This article gives a proof of Ceva's theorem by using Menelaus's theorem twice. However, it also states:
Oddly, it’s somewhat difficult to go the other way. To prove Menelaus from Ceva requires using Ceva six times!
I tried this but didn't get a perfect result:
(All segments are directed, i.e. $AB=-BA$.)
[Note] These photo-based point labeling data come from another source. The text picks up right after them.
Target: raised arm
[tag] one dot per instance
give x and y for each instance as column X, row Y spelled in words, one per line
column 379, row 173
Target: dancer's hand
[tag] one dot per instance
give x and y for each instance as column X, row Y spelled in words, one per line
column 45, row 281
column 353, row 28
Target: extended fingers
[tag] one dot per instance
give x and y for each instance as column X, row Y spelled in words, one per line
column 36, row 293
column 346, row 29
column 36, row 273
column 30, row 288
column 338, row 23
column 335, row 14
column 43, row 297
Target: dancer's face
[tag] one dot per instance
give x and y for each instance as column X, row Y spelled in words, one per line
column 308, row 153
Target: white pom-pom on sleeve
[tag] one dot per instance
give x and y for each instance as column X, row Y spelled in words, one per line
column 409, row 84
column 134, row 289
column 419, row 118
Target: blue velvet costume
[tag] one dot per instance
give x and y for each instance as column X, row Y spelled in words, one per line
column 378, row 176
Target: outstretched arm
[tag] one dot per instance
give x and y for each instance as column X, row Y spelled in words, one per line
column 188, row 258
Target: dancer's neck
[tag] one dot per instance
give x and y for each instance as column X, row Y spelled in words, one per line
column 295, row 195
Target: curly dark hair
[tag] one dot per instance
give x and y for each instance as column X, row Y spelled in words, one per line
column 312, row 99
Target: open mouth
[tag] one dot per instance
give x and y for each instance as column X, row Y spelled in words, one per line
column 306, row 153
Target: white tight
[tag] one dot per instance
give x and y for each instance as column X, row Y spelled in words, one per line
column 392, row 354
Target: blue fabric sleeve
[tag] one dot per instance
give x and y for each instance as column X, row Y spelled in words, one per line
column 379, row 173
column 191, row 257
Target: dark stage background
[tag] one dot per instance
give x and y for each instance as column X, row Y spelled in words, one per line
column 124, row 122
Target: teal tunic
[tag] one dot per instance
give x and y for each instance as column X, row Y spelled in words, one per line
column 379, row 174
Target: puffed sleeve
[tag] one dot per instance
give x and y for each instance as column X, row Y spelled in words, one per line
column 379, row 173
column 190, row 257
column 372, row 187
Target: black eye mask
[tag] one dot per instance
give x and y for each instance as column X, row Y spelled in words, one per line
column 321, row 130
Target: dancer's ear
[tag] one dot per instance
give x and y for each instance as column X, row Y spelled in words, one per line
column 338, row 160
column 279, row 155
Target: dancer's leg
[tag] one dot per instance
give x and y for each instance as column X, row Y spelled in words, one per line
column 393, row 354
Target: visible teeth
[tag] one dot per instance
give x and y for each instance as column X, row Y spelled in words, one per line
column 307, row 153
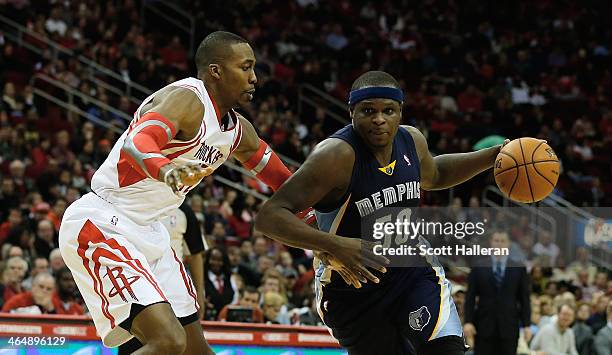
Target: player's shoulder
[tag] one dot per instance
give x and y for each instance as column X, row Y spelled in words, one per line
column 180, row 101
column 335, row 147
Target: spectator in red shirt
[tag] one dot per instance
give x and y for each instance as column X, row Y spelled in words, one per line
column 15, row 219
column 249, row 298
column 470, row 100
column 41, row 300
column 12, row 277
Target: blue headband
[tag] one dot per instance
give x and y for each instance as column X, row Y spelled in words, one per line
column 376, row 92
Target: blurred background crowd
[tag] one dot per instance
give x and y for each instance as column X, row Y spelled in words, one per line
column 471, row 70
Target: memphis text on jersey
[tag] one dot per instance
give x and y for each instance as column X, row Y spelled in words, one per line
column 388, row 196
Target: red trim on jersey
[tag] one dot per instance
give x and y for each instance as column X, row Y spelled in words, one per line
column 217, row 113
column 201, row 132
column 149, row 140
column 83, row 239
column 128, row 173
column 182, row 151
column 186, row 280
column 90, row 233
column 238, row 138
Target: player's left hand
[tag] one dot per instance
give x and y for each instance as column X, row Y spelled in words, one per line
column 185, row 175
column 348, row 277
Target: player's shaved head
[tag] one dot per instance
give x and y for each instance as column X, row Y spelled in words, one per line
column 215, row 48
column 375, row 78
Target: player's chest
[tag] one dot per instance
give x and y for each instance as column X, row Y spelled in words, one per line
column 211, row 146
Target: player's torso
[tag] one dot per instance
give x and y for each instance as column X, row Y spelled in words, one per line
column 374, row 188
column 375, row 193
column 144, row 199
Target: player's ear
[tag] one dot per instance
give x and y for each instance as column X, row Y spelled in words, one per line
column 214, row 70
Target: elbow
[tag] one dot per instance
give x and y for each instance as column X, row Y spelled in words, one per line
column 262, row 216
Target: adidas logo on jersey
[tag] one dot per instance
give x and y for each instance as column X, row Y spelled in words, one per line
column 208, row 154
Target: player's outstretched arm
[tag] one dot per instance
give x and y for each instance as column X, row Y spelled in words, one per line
column 171, row 112
column 326, row 173
column 448, row 170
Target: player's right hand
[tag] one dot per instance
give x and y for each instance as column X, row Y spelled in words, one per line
column 177, row 176
column 353, row 256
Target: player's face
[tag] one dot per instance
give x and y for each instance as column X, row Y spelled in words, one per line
column 377, row 121
column 238, row 76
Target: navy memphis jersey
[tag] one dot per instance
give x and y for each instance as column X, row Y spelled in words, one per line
column 372, row 189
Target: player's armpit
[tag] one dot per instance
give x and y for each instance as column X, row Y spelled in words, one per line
column 429, row 171
column 170, row 112
column 326, row 169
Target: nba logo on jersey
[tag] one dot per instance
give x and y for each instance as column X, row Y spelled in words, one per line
column 406, row 159
column 419, row 318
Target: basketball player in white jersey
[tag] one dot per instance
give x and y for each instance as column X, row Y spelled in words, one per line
column 112, row 239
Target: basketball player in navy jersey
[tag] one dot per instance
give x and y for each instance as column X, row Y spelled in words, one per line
column 404, row 310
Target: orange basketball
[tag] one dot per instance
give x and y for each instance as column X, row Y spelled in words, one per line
column 526, row 170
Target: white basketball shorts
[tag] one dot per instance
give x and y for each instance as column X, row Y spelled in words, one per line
column 116, row 263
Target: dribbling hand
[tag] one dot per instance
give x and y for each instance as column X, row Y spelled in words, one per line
column 351, row 260
column 184, row 175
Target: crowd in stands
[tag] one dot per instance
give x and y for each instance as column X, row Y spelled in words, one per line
column 470, row 70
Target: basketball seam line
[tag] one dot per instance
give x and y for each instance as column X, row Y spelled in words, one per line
column 545, row 178
column 526, row 172
column 536, row 169
column 516, row 177
column 532, row 163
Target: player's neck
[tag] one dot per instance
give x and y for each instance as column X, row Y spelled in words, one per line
column 382, row 154
column 222, row 107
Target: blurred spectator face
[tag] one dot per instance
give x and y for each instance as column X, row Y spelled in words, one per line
column 551, row 289
column 42, row 288
column 601, row 280
column 9, row 89
column 40, row 265
column 56, row 261
column 602, row 304
column 8, row 186
column 260, row 247
column 66, row 283
column 583, row 276
column 546, row 306
column 582, row 255
column 45, row 230
column 250, row 299
column 17, row 268
column 500, row 240
column 233, row 254
column 272, row 305
column 15, row 251
column 286, row 259
column 41, row 209
column 545, row 238
column 15, row 217
column 264, row 263
column 271, row 284
column 216, row 262
column 218, row 230
column 565, row 317
column 59, row 207
column 535, row 316
column 62, row 139
column 584, row 312
column 17, row 169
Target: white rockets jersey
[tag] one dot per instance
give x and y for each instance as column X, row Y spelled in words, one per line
column 145, row 200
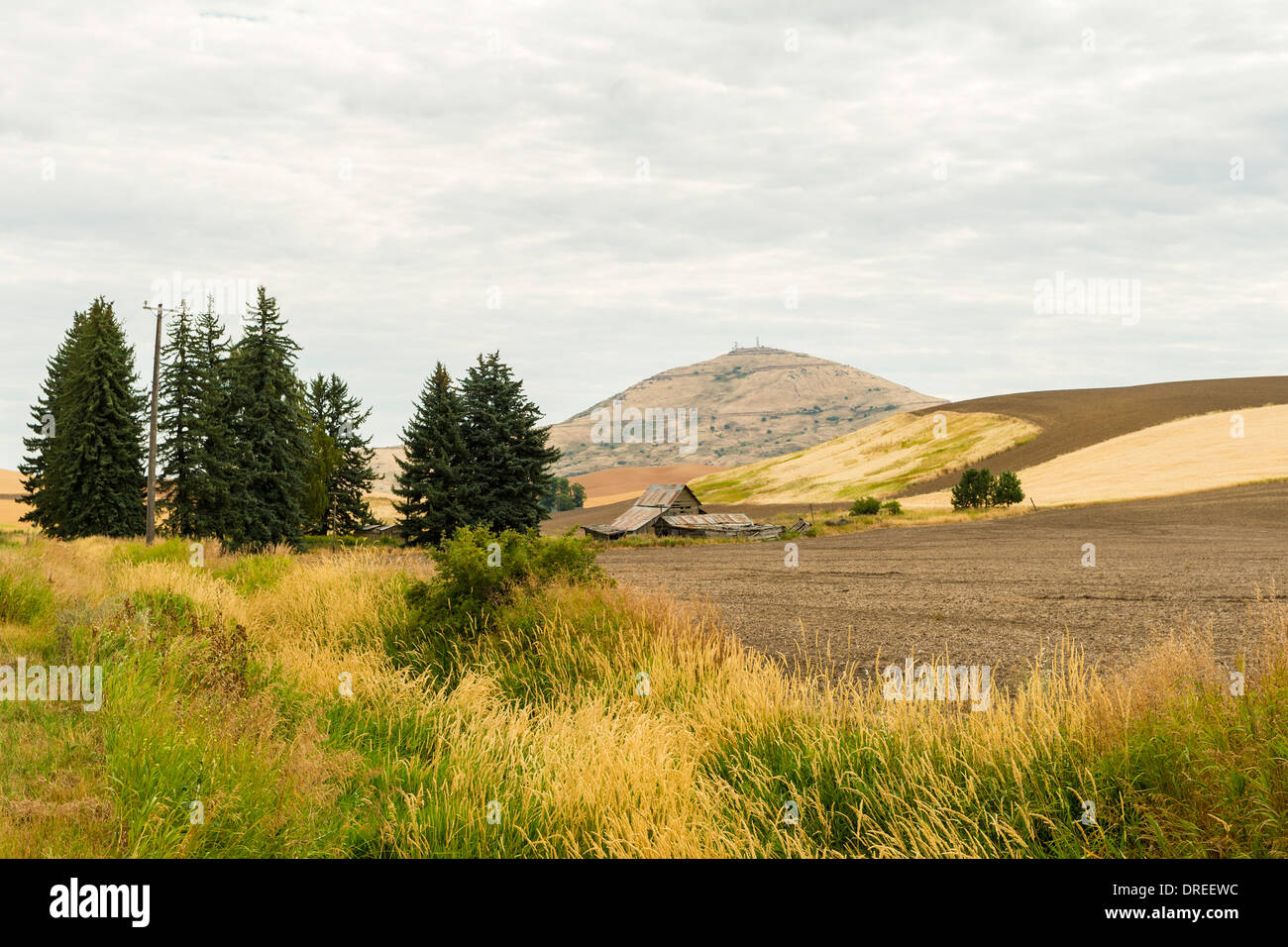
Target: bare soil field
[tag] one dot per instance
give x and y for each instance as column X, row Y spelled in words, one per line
column 1077, row 418
column 993, row 591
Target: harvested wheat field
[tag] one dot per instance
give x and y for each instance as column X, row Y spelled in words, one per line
column 879, row 459
column 993, row 591
column 1082, row 416
column 1193, row 454
column 11, row 487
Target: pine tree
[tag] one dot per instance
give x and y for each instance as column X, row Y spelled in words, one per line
column 509, row 458
column 342, row 474
column 40, row 468
column 323, row 460
column 213, row 464
column 99, row 432
column 430, row 475
column 269, row 433
column 180, row 393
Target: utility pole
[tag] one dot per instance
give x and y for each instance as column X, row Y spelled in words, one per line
column 153, row 428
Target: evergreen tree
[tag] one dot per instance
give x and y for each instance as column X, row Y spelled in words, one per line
column 430, row 475
column 99, row 454
column 214, row 468
column 269, row 433
column 40, row 468
column 180, row 393
column 340, row 474
column 509, row 458
column 323, row 462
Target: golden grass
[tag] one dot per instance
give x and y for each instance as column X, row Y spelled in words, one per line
column 879, row 460
column 1181, row 457
column 544, row 719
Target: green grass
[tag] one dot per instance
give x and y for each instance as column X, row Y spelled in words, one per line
column 233, row 702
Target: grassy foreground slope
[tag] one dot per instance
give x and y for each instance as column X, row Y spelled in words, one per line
column 1193, row 454
column 880, row 459
column 223, row 685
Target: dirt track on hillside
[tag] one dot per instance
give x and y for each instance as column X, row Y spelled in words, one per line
column 1078, row 418
column 995, row 591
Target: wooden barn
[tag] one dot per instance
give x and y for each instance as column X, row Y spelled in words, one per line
column 671, row 509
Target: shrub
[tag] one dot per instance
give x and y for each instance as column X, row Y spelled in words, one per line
column 478, row 574
column 1006, row 488
column 974, row 489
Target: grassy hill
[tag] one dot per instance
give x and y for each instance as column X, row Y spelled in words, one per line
column 751, row 403
column 881, row 459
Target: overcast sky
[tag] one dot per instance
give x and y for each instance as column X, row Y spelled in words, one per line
column 638, row 185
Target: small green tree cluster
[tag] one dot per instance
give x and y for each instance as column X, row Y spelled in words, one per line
column 244, row 449
column 563, row 496
column 978, row 488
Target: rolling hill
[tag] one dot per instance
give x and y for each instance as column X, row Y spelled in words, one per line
column 750, row 403
column 1068, row 446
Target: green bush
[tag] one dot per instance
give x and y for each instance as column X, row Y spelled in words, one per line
column 974, row 489
column 1006, row 488
column 478, row 575
column 979, row 488
column 866, row 506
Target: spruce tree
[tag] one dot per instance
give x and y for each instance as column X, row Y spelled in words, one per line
column 340, row 474
column 42, row 472
column 214, row 468
column 180, row 393
column 432, row 474
column 509, row 459
column 269, row 433
column 99, row 437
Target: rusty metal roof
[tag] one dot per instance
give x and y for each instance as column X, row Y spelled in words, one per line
column 697, row 519
column 635, row 518
column 664, row 495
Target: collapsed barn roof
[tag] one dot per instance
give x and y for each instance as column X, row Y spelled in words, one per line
column 673, row 509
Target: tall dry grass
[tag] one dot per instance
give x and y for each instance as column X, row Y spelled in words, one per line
column 230, row 684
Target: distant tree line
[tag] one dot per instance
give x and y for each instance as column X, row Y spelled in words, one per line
column 246, row 453
column 254, row 457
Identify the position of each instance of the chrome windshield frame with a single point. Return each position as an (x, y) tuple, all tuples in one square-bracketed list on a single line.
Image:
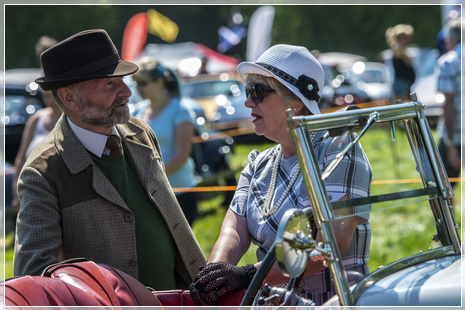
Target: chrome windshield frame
[(423, 147)]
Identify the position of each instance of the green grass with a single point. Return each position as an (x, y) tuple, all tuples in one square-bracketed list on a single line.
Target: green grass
[(396, 232)]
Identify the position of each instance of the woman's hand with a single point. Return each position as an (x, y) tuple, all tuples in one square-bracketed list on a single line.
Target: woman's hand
[(218, 279)]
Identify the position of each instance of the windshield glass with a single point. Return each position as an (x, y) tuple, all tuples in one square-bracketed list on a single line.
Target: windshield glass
[(209, 88)]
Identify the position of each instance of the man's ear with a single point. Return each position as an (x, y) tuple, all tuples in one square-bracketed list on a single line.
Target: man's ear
[(68, 98)]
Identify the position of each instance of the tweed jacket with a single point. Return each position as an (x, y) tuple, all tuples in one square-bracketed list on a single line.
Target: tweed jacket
[(69, 209)]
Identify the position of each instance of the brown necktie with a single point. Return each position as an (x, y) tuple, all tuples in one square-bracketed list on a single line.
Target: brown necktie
[(114, 146)]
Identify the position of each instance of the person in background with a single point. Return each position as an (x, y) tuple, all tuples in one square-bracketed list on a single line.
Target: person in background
[(96, 187), (173, 125), (398, 38), (286, 77), (37, 127), (449, 82)]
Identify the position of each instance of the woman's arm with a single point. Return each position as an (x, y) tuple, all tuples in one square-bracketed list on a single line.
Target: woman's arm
[(234, 240), (183, 135)]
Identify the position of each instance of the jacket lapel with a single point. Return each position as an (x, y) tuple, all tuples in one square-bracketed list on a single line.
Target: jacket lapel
[(77, 159)]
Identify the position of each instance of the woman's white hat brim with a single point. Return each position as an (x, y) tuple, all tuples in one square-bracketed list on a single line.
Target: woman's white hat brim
[(245, 68)]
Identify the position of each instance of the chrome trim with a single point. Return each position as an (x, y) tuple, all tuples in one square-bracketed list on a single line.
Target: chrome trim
[(432, 172), (398, 265)]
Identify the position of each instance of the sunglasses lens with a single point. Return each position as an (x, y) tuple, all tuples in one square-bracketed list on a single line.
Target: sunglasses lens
[(256, 93)]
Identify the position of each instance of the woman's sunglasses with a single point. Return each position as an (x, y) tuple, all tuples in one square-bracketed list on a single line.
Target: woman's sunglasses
[(258, 92)]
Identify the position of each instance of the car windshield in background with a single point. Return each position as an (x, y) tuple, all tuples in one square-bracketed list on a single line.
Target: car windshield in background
[(19, 108), (210, 88)]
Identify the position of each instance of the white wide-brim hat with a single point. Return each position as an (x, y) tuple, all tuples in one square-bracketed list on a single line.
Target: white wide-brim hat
[(293, 66)]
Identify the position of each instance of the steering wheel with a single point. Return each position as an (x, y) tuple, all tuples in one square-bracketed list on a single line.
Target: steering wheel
[(292, 231)]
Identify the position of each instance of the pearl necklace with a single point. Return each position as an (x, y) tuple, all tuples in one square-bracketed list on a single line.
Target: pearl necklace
[(274, 176)]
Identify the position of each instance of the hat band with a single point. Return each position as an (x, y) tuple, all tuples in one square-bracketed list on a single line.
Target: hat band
[(306, 85), (88, 68)]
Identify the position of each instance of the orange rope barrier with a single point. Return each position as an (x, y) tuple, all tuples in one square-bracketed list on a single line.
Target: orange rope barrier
[(233, 188)]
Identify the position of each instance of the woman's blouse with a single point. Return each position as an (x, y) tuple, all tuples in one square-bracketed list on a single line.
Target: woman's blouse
[(353, 176), (164, 126)]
Apply Ceva onto $\triangle ABE$ and $D$: $$\frac{AF}{FB}\cdot\frac{BG}{GE}\cdot\frac{EC}{CA}=1$$ Apply Ceva onto $\triangle BDE$ and $A$: $$\frac{BC}{CD}\cdot\frac{DF}{FE}\cdot\frac{EG}{GB}=1$$ Apply Ceva onto $\triangle BEF$ and $C$: $$\frac{BH}{HE}\cdot\frac{ED}{DF}\cdot\frac{FA}{AB}=1$$ Apply Ceva onto $\triangle BCE$ and $F$: $$\frac{BD}{DC}\cdot\frac{CA}{AE}\cdot\frac{EH}{HB}=1$$ Apply Ceva onto $\triangle AFC$ and $D$: $$\frac{AB}{BF}\cdot\frac{FJ}{JC}\cdot\frac{CE}{EA}=1$$ Apply Ceva onto $\triangle CFD$ and $A$: $$\frac{CJ}{JF}\cdot\frac{FE}{ED}\cdot\frac{DB}{BC}=1$$
By multiplying these 6 equations, I got: $$\frac{AF^2}{FB^2}\cdot\frac{BD^2}{DC^2}\cdot\frac{CE^2}{EA^2}=1$$
which is very close to Menelaus's theorem but the direction or sign is not determined.
Is there any improvement or I'm in a wrong way?